Activation likelihood estimation

CBMA was performed with the revised version of ALE [61]. ALE estimates convergence and compares this with a random topography. ALE employs three steps: 1) extracted coordinates are modeled as center of three-dimensional Gaussian probability distribution confirming uncertainty results from between-subject variations and technical differences; 2) creation of a modeled activation map (MA map) from combination of the probability distributions of all foci in the considered experiment. Then, incorporation of MA maps yields the final ALE map that reflects the likelihood convergence of results across all experiments; 3) statistically comparing the ALE map with a random distribution to discern random convergence from true convergence between experiments [52,61,62]. Significant statistical threshold set at p < 0.05 family-wise error in cluster level (cFWE) [49].

Confirmatory ROI-based analysis

In addition to the whole brain ALE approach, we performed ROI analysis using the LONI Probabilistic Brain Atlas (LPBA40) [63] in order to indicate potential regions in which there is above-chance convergence.

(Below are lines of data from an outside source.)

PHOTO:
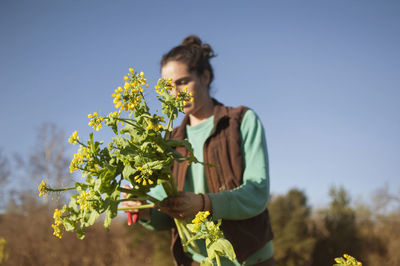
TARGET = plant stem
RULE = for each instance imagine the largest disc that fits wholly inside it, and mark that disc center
(147, 206)
(218, 260)
(146, 197)
(59, 189)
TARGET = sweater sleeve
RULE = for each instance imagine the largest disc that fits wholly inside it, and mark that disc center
(250, 198)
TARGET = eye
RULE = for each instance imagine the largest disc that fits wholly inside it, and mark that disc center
(183, 81)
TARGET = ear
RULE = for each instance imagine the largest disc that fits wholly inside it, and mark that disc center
(205, 77)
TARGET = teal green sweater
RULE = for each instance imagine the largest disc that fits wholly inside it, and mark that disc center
(245, 201)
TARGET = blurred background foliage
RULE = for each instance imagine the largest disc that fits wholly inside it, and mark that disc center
(302, 235)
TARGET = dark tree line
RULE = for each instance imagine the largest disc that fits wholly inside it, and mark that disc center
(303, 235)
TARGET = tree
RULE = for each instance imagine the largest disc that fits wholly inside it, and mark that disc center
(4, 175)
(340, 234)
(290, 219)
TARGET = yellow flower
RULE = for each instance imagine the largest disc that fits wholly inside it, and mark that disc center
(58, 225)
(83, 200)
(42, 188)
(95, 121)
(74, 138)
(200, 217)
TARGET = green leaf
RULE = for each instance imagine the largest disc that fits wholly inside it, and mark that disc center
(81, 233)
(128, 171)
(221, 247)
(92, 217)
(206, 262)
(69, 225)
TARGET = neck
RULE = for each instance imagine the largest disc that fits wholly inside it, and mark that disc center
(203, 114)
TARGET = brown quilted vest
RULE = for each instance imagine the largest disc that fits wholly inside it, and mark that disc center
(222, 148)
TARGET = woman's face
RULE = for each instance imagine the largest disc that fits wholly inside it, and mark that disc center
(198, 85)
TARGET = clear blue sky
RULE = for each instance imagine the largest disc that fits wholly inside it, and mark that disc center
(323, 76)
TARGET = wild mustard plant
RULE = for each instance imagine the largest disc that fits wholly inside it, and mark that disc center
(216, 244)
(139, 153)
(347, 260)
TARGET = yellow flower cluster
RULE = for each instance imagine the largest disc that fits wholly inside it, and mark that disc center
(154, 123)
(144, 177)
(184, 95)
(42, 188)
(160, 90)
(83, 200)
(200, 217)
(58, 226)
(77, 161)
(95, 121)
(74, 138)
(116, 114)
(128, 97)
(349, 261)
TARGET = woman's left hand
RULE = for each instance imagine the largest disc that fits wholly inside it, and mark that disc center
(185, 205)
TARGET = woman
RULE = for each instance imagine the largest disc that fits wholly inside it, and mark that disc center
(237, 190)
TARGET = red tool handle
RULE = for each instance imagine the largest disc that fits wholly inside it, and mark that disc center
(133, 217)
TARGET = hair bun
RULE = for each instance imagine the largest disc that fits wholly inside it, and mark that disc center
(195, 41)
(192, 40)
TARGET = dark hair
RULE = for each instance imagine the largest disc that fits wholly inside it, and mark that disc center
(192, 52)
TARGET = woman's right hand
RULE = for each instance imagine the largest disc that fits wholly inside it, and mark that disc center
(133, 214)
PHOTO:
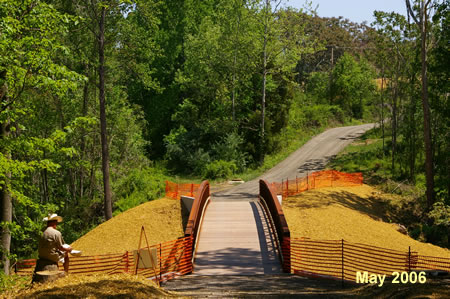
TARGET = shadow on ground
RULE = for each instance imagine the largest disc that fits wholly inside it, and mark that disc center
(100, 289)
(282, 285)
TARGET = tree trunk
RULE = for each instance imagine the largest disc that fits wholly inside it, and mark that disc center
(429, 173)
(6, 206)
(394, 124)
(382, 109)
(103, 132)
(263, 102)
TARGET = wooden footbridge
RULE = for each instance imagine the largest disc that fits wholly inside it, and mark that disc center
(238, 234)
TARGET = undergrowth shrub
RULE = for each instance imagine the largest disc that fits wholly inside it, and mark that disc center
(219, 169)
(141, 185)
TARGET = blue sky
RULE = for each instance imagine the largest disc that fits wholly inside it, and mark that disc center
(354, 10)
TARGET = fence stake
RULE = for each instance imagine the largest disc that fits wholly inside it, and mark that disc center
(342, 257)
(307, 180)
(287, 187)
(409, 258)
(160, 264)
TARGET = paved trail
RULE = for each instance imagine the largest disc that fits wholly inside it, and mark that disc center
(235, 238)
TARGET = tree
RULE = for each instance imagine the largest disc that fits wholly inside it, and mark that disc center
(422, 21)
(30, 32)
(394, 53)
(352, 85)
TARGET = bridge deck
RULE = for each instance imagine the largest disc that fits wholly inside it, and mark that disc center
(235, 239)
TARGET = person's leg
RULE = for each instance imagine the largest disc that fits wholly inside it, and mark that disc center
(66, 262)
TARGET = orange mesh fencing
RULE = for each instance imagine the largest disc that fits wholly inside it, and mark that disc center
(175, 191)
(316, 180)
(339, 259)
(174, 258)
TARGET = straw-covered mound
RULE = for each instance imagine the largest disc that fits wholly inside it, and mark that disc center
(95, 286)
(354, 214)
(162, 220)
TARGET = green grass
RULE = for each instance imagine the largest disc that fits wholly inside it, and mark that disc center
(12, 282)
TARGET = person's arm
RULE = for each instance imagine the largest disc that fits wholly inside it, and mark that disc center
(61, 246)
(67, 248)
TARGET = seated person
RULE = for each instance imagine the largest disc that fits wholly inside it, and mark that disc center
(51, 246)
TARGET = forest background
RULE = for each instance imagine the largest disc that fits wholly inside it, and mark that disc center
(103, 100)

Here, we compared the sum of all ALE values in the particular region to their distribution order null, which tests for the maximum convergence for the average across the entire ROI. Afterwards, we corrected the results for multiple comparisons using FWE threshold in cluster level to avoid false-positive results [49,64].

Results

From 313 retrieved papers, 19 fulfilled the criteria (Fig. 1), including 10 “patients < controls” contrasts and nine “patients > controls” contrasts resulting in 115 peak foci (Fig. 2 A). Included studies were consisting of eight rs-fMRI studies, which applied various methods. For example, one study performed whole brain functional connectivity, one study applied independent components analysis (ICA), two studies performed regional homogeneity (ReHo), and four studies applied the amplitude of low frequency fluctuations (ALFF) method. We also included six task-fMRI studies including letter fluency, category fluency, working memory, tower of London, and emotional tasks. In addition, two PET experiments were included in our analysis.

Fig. 1.

Study selection strategy flow chart.

Fig. 2.

A) Reported coordinates reflecting structural/functional brain alterations in patients with insomnia disorder compared to healthy subjects (red = increased, blue = decreased); B) ALE maps relevant to meta-analysis, reflecting spatial uncertainty associated with each peak coordinate by modeling Gaussian probability distributions around each peak coordinate (p = 0.914, family-wise error in cluster level). (For interpretation of the references to color/colour in this figure legend, the reader is referred to the Web version of this article.)

Analyses across all experiments including both grey matter atrophy and functional abnormalities revealed no significant convergence between different neuroimaging studies performed in ID patients compared to healthy controls (p = 0.914, cFWE) (Fig. 2B).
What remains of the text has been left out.